ダブルムーン伝説 TRPGシステムブック
システム★★☆☆☆ やや奇をてらいすぎの感がある
世界観★★☆☆☆ 提供されていないと同様のレベル
総合★★☆☆☆ 原作ファン以外にはお勧めしません
<感想>
 ダブルムーン伝説は、以前「マル勝スーパーファミコン」(だったと思います)に連載されていた「ダブルムーン伝説」をそのままTRPGにした作品です。
 この作品は形式的にコンピューターRPGのプレイヤーが対象のTRPG入門システムとして作られた作品だと思います。
 ですが、残念な事に世界観の提供がおろそかになっており、およそ原作を知っている人以外には対応ができない(あるいは自作するしかない)という形になっています。
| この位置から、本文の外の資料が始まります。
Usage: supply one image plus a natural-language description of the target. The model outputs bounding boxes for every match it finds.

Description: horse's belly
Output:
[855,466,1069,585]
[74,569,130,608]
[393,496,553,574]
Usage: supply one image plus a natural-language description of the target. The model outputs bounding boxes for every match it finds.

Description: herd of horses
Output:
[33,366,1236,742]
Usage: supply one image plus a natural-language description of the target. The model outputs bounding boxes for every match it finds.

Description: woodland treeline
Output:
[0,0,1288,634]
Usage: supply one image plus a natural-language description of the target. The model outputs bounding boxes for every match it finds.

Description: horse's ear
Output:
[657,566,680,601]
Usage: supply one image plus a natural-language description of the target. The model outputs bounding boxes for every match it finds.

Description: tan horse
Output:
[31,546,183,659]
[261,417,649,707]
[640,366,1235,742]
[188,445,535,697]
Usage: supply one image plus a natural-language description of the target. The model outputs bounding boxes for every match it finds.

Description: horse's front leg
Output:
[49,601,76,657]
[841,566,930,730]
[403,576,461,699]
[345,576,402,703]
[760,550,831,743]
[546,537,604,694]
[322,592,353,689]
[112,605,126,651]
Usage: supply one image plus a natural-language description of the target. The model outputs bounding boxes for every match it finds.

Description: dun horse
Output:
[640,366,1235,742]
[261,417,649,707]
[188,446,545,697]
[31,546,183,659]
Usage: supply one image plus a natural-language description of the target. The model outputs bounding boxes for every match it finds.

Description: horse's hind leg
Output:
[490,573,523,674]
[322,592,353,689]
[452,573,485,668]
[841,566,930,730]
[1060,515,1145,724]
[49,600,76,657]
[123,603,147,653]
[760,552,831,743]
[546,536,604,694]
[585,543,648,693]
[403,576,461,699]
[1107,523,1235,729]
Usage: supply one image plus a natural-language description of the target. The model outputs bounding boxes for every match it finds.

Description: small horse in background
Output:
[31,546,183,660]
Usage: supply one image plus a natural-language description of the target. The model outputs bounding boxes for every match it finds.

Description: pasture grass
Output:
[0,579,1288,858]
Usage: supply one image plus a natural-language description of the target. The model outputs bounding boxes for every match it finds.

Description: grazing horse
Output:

 また、ルール的にも様々なダイスを一緒に振るロールがあったり、全職業にそれ用のマジックがあったりと、入門向きと言うよりも熟練者向きな作りになっているところが気になりますね。
 システムとしてはクラスシステムの組み立て方や判定方式の工夫など、システムを楽しませる為の様々な工夫が覗けるのですが、それが初心者(あるいは入門者)に向いているかどうかと言うと首をひねらざるを得ませんね。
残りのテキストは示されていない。